A few wasps hanging around aren’t usually a problem, but I read it can become a problem if the wasps nest is close to the hive. The bees become constantly on the defence. If some wasps actually get into a hive, well, it’s not good — and I just noticed a wasps nest in the apple tree close to my shed, about 50 feet away from the hives.
It’s times like this I wish there was a Newfoundland beekeepers association. I’ve done plenty of research, but research and real world practice are not the same. Confidence comes from practice, not from research. I wish there was a local beekeeper I could meet with close by.
But I’m on my own and so I decided to remove the feeders, at least until I can deal with the wasps nest so close to the hives. I don’t like messing around with the bee hives so much. I would much rather leave them alone and only poke my head in for an inspection every two weeks. But I have to deal with the wasps because I’m not comfortable with them in our small backyard (there’s nowhere to run). They’re just too nasty to be around, and I’m pretty sure the bees don’t like them either.
So until I know the wasps are gone, I’ve placed a bag feeder (essentially a Ziplock bag full of syrup with a slit in the bag) into each hive, just laying the bags on top of the frames. The bees drink from the slit and it doesn’t attract wasps like an outdoor Boardman feeder. I put the bag feeders in yesterday. I took a quick look under the hive covers this morning to see how they’re doing and they’re doing fine, slowing sipping away at the syrup.
UPDATE (Aug. 15/10): I didn’t like the bag feeders, so I went back to Boardman feeders and made a few modifications to keep wasps away. I’ve also ordered some frame feeders. I added a second brood chamber to Hive #1 yesterday. The colony is growing fast. I’ve noticed some wasps hanging around the hive again, but they don’t go near the entrance. I think there are too many bees for them to mess with now. I’ve actually seen the bees attack the wasps more than once. So I’m not worried about the wasps pestering the bees anymore.
UPDATE (Oct. 20/10): The wasps were around the hives all summer and got much worse in September. It’s more than a month and a half later now, and they’re finally starting to die off. But they were pretty thick there for a while even long after I stopped using external Boardman feeders. The bees would fight them off every day, and I often saw wasps walking straight into the hives. I’ve read on the beesource.com forums that the bees can deal with the wasps, but there are two things I can do to make it a bit easier for the bees:
1) Don’t use external feeders (e.g. Boardman feeders). External feeders encourage robbing and attract wasps and ants. For developing colonies, I plan to use frame feeders, top hive feeders and jar feeders protected inside a super.
2) Place a jar of sugar water away from the hive to lure wasps away. The wasps will be attracted to the hives no matter what, but they’ll be even more attracted to a sugar source they don’t have to fight with bees to get to. I haven’t tried this yet, but I will in 2011. I’ll probably set up Boardman feeders just for the wasps — if they get too thick around the hives again.
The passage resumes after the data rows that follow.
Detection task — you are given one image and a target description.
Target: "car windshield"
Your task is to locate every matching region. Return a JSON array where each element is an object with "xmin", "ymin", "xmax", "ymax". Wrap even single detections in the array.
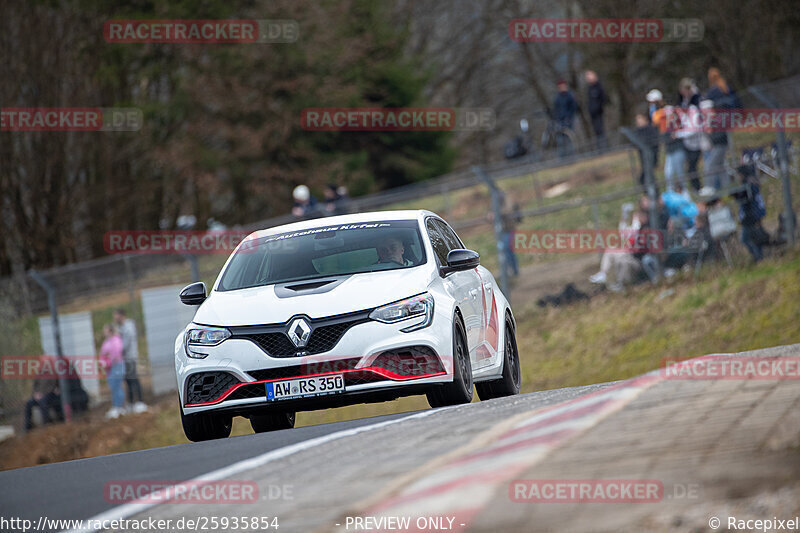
[{"xmin": 217, "ymin": 220, "xmax": 426, "ymax": 291}]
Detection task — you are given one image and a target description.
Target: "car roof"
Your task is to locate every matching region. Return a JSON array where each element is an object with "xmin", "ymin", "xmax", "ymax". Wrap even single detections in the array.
[{"xmin": 247, "ymin": 210, "xmax": 441, "ymax": 240}]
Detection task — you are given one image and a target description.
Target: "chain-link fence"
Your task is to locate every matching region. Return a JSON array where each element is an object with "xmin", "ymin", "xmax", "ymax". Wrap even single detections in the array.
[{"xmin": 1, "ymin": 75, "xmax": 798, "ymax": 435}]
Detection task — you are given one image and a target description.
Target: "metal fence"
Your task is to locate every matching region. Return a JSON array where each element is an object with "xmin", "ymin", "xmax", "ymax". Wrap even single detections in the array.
[{"xmin": 1, "ymin": 75, "xmax": 798, "ymax": 434}]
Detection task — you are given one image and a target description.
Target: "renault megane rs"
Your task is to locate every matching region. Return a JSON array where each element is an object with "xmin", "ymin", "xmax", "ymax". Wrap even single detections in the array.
[{"xmin": 175, "ymin": 210, "xmax": 520, "ymax": 441}]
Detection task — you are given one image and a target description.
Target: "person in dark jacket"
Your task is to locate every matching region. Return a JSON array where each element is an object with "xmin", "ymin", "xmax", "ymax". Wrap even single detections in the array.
[
  {"xmin": 585, "ymin": 70, "xmax": 607, "ymax": 149},
  {"xmin": 24, "ymin": 356, "xmax": 64, "ymax": 431},
  {"xmin": 703, "ymin": 68, "xmax": 742, "ymax": 190},
  {"xmin": 554, "ymin": 80, "xmax": 578, "ymax": 129},
  {"xmin": 553, "ymin": 80, "xmax": 578, "ymax": 157},
  {"xmin": 732, "ymin": 172, "xmax": 767, "ymax": 262},
  {"xmin": 634, "ymin": 113, "xmax": 660, "ymax": 191}
]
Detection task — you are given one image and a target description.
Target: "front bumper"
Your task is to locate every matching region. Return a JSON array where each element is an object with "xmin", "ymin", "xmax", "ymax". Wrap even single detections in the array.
[{"xmin": 176, "ymin": 317, "xmax": 454, "ymax": 415}]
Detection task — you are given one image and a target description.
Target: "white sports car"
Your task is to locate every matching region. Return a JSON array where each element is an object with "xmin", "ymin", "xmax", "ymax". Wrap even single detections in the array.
[{"xmin": 175, "ymin": 210, "xmax": 520, "ymax": 441}]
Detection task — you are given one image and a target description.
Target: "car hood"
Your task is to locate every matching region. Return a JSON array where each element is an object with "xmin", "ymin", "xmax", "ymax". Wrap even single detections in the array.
[{"xmin": 193, "ymin": 266, "xmax": 435, "ymax": 326}]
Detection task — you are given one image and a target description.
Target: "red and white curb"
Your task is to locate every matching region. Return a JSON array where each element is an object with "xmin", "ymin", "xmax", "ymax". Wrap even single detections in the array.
[{"xmin": 344, "ymin": 373, "xmax": 664, "ymax": 532}]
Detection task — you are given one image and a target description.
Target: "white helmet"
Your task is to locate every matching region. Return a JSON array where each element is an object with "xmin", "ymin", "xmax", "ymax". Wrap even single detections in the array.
[
  {"xmin": 293, "ymin": 185, "xmax": 310, "ymax": 202},
  {"xmin": 646, "ymin": 89, "xmax": 663, "ymax": 103}
]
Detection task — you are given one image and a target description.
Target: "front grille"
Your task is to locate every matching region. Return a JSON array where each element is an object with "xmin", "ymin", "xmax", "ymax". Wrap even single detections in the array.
[
  {"xmin": 245, "ymin": 333, "xmax": 296, "ymax": 358},
  {"xmin": 229, "ymin": 310, "xmax": 371, "ymax": 358},
  {"xmin": 185, "ymin": 371, "xmax": 240, "ymax": 404},
  {"xmin": 247, "ymin": 358, "xmax": 361, "ymax": 381},
  {"xmin": 305, "ymin": 322, "xmax": 354, "ymax": 354}
]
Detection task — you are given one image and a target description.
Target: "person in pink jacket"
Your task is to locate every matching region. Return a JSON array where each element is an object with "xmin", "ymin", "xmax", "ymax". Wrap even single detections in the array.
[{"xmin": 99, "ymin": 324, "xmax": 125, "ymax": 418}]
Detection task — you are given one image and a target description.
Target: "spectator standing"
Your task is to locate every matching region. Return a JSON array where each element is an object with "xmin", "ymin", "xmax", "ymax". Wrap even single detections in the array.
[
  {"xmin": 500, "ymin": 197, "xmax": 521, "ymax": 278},
  {"xmin": 323, "ymin": 183, "xmax": 350, "ymax": 215},
  {"xmin": 678, "ymin": 78, "xmax": 704, "ymax": 192},
  {"xmin": 648, "ymin": 88, "xmax": 686, "ymax": 191},
  {"xmin": 113, "ymin": 308, "xmax": 147, "ymax": 413},
  {"xmin": 291, "ymin": 185, "xmax": 319, "ymax": 218},
  {"xmin": 634, "ymin": 112, "xmax": 659, "ymax": 190},
  {"xmin": 488, "ymin": 194, "xmax": 521, "ymax": 279},
  {"xmin": 647, "ymin": 89, "xmax": 686, "ymax": 190},
  {"xmin": 585, "ymin": 70, "xmax": 607, "ymax": 149},
  {"xmin": 98, "ymin": 324, "xmax": 126, "ymax": 419},
  {"xmin": 553, "ymin": 80, "xmax": 578, "ymax": 158},
  {"xmin": 703, "ymin": 68, "xmax": 742, "ymax": 190},
  {"xmin": 663, "ymin": 104, "xmax": 687, "ymax": 192}
]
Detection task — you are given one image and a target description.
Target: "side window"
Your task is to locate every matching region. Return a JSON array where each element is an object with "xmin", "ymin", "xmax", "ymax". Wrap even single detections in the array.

UPDATE (Aug. 27/11): Don’t bother trying to lure the wasps away. Just don’t use external feeders. You can also use a wasp trap.
PHOTOS NOTE (AUGUST 2015): The photos in this post may not display properly because they were uploaded through Google’s Picasa online photo album service, a service I no longer use because certain updates created more work for me instead of streamlining the process. I will eventually replace the photos with ones hosted on the Mud Songs server. This note will disappear when (or if) that happens.